AirTouch Communications Inc. and U S West Media Group announced a new $5.7 billion definitive agreement to merge U S West Media’s U.S. cellular and personal communications services interests into AirTouch.
The agreement replaces a 1994 multiphased joint venture agreement, under which Media Group was to merge its cellular and PCS interests slowly into AirTouch. AirTouch would have owned about 74 percent of the partnership and Media Group would have held a 26-percent stake. This new agreement allows AirTouch to own all of Media Group’s U.S. cellular business, U S West NewVector Group, and the company’s 25-percent interest in PCS operator PrimeCo Personal Communications L.P. This means AirTouch will own about 50 percent of PrimeCo. Bell Atlantic Corp. owns the other half. Media Group will retain ownership of its international cellular business.
The two attempted a similar ownership agreement last April that called for AirTouch to assume $2.2 billion in debt and distribute stock to Media Group shareholders tax free. The deal hinged on the so-called Morris Trust tax code provision, which allowed tax-free spinoffs. That piece of legislation was effectively repealed in the balanced budget bill the day before the two companies made their announcement. The companies’ lobbying efforts failed to get any transitional language inserted into the final bill, forcing them to revert back to their original 1994 agreement.
Last week’s agreement calls for Media Group to receive about $1.6 billion in AirTouch dividend-bearing preferred stock and about $2.7 billion in AirTouch common stock. Also, Media Group will transfer about $1.4 billion of debt to AirTouch. The number of AirTouch common shares issued will vary depending on the trading price of AirTouch common stock during a 30-day period prior to closing. AirTouch will issue about 60.8 million shares to Media Group if AirTouch is trading at $45 or higher, for a total deal value of $5.74 billion. If AirTouch is trading at $40 or lower, Media Group will receive about 67.1 million AirTouch shares, for a total deal value of $5.69 billion.
“With this acquisition, AirTouch casts a strong vote of confidence in our industry’s future and reinforces our commitment to wireless,” said Sam Ginn, AirTouch chairman and chief executive officer. “By adding the U.S. wireless interests of U S West Media Group, we’ll significantly bolster our operating scale and expand our footprint. And we’ll do so by taking on more debt and issuing preferred stock, thereby minimizing the number of shares of AirTouch common stock issued.”

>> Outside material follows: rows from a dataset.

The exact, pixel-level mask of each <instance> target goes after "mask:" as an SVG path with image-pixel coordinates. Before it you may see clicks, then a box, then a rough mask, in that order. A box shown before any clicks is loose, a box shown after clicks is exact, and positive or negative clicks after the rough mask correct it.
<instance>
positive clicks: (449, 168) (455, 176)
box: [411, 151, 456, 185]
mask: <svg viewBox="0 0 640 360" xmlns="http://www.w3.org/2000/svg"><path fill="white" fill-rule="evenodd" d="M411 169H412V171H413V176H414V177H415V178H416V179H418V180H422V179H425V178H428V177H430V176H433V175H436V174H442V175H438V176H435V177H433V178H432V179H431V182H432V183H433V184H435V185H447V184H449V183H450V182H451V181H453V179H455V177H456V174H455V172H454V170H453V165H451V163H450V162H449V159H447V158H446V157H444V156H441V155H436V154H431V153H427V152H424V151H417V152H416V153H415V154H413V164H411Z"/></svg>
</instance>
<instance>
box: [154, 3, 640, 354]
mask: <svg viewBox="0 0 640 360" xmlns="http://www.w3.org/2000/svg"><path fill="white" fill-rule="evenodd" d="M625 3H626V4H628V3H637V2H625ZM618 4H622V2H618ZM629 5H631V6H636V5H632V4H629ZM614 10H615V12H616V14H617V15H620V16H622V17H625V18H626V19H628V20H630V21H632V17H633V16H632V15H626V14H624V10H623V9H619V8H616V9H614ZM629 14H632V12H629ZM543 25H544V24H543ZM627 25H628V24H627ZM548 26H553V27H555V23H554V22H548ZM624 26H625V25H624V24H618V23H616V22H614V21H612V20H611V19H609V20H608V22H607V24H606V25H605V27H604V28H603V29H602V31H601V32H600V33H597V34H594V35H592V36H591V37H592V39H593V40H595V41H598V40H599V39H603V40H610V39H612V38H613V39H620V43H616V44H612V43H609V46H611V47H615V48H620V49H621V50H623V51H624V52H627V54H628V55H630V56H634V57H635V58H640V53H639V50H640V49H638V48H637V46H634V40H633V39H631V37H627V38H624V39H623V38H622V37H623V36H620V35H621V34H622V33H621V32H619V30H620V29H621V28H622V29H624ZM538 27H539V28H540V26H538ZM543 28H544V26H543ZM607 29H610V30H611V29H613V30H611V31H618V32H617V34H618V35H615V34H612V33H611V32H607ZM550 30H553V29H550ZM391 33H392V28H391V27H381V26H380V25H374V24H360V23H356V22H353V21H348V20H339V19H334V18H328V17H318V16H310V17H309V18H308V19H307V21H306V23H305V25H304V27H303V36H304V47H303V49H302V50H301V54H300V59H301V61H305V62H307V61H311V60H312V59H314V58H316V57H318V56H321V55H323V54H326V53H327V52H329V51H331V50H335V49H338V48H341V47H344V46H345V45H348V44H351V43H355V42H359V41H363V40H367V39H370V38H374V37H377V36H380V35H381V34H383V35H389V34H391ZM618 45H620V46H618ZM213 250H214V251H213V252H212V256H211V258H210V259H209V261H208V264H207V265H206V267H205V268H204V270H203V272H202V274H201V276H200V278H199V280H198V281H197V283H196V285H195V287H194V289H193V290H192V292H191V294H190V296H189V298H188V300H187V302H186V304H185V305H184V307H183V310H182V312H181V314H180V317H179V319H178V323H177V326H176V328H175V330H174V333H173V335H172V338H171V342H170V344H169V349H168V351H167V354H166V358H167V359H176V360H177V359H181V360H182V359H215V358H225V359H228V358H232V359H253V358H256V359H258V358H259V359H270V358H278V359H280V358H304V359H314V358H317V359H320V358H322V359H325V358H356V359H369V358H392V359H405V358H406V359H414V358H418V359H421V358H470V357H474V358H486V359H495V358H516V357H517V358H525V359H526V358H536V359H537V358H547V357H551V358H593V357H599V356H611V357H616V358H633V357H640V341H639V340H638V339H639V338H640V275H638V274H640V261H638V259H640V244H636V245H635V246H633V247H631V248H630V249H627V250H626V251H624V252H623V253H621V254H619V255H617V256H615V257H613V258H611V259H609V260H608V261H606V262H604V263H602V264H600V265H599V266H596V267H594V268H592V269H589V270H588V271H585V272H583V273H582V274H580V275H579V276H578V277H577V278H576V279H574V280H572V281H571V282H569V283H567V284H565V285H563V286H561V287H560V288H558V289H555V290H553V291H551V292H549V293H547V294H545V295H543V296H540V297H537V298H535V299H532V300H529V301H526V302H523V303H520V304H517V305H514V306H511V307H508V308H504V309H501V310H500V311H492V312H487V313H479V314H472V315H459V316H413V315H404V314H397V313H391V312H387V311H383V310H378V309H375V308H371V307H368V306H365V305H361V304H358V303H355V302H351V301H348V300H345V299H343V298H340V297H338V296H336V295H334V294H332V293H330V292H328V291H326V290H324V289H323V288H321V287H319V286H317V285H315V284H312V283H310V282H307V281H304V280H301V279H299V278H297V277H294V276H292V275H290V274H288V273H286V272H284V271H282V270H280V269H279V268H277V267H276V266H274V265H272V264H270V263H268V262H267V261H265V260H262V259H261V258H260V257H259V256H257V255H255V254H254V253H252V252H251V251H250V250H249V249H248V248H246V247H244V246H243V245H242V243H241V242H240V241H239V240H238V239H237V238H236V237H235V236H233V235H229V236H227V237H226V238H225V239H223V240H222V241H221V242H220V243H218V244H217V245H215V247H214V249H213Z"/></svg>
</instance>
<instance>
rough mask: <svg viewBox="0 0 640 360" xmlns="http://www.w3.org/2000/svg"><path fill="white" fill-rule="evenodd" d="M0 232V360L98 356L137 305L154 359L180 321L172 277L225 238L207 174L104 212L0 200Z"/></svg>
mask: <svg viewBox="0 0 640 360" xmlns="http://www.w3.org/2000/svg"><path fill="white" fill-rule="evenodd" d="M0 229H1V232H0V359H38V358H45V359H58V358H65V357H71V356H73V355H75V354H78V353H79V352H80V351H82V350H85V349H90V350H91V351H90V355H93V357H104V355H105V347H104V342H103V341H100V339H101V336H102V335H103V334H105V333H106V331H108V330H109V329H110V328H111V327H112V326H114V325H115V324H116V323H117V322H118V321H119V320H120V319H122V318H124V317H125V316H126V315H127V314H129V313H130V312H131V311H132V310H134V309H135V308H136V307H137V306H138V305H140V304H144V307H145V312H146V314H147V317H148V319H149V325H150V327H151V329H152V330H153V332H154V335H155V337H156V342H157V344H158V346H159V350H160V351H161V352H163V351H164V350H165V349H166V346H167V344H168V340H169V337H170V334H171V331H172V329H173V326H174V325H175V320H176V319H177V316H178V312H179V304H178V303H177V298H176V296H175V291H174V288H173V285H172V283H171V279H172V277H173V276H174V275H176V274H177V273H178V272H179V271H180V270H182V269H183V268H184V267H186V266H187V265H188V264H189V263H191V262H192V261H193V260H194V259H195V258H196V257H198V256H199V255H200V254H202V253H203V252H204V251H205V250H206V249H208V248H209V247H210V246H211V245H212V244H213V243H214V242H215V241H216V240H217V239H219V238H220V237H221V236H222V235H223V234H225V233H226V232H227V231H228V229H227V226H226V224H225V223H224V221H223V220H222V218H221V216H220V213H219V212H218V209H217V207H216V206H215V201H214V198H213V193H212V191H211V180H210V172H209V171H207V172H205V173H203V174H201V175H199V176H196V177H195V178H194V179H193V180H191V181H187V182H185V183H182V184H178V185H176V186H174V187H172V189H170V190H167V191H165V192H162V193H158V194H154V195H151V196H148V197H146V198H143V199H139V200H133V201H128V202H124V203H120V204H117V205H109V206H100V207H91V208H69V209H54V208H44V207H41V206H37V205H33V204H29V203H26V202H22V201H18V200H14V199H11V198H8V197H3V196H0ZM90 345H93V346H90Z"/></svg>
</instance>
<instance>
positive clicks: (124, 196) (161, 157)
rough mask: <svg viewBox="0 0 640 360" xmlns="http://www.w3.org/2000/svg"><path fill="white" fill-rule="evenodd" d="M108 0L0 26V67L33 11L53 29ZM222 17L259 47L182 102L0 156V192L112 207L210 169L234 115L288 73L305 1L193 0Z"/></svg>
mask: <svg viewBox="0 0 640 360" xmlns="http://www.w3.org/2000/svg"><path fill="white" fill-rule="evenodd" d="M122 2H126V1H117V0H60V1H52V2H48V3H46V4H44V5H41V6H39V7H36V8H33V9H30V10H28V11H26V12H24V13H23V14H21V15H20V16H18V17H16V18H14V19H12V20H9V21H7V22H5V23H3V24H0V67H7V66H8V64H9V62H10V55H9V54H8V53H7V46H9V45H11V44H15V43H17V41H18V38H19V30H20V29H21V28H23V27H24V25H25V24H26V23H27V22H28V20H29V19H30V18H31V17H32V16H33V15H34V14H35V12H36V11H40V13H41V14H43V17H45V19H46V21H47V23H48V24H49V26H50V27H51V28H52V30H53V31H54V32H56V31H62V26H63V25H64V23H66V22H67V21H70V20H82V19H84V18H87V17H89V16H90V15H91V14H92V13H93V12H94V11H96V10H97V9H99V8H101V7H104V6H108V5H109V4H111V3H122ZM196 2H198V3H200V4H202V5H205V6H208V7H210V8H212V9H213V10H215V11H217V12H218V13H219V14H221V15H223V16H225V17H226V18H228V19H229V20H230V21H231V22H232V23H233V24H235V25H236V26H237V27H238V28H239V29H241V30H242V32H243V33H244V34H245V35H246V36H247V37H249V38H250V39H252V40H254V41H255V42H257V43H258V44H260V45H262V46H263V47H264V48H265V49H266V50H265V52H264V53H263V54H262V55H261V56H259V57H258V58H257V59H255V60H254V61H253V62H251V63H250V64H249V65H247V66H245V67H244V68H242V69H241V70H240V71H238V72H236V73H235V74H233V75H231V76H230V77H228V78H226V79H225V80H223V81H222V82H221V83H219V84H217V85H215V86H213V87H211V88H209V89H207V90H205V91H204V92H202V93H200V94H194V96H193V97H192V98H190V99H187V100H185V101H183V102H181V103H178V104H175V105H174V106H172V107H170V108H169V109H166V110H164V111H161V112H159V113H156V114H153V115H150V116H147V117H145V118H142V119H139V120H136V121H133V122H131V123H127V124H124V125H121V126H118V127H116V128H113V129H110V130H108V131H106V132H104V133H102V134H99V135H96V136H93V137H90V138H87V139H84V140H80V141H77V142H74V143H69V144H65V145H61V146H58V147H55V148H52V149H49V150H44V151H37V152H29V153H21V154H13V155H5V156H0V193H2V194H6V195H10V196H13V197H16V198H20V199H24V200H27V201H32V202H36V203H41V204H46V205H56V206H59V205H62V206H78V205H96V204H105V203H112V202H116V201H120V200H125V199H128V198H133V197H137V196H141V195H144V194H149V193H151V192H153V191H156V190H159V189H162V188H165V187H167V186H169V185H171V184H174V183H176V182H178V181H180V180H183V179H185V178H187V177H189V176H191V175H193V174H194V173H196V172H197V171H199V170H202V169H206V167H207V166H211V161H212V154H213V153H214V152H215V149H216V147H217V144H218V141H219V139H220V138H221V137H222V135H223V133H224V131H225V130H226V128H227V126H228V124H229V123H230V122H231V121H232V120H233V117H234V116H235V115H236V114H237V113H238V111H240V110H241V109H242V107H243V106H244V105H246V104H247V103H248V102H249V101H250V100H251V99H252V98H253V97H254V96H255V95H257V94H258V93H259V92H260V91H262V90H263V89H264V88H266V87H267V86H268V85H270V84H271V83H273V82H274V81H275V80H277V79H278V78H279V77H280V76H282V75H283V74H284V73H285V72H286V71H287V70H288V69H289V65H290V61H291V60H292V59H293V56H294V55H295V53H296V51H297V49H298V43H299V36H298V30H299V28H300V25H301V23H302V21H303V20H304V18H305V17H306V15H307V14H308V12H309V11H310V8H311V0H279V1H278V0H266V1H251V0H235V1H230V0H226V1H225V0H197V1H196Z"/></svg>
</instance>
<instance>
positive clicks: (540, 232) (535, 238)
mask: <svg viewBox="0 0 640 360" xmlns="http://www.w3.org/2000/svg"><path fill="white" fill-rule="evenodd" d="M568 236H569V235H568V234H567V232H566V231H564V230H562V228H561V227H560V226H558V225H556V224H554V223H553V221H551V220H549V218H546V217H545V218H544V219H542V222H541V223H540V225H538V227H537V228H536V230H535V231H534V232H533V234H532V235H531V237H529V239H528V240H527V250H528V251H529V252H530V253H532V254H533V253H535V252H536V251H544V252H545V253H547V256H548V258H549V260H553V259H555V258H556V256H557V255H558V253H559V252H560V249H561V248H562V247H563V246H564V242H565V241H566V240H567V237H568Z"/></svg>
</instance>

With this acquisition, AirTouch said it will rank as the second-largest wireless provider in the United States, based on third-quarter 1997 proportionate customers. It will add to its proportionate U.S. wireless portfolio 2.2 million cellular customers in 12 states.
Lehman Brothers in New York reaffirmed its 1-Buy rating on AirTouch after the announcement Thursday. It said the agreement clarified uncertainty surrounding the original deal. Previously, AirTouch had to rely on an appraisal process rather than negotiated terms.
The telecom carriers expect to complete the merger by mid-year.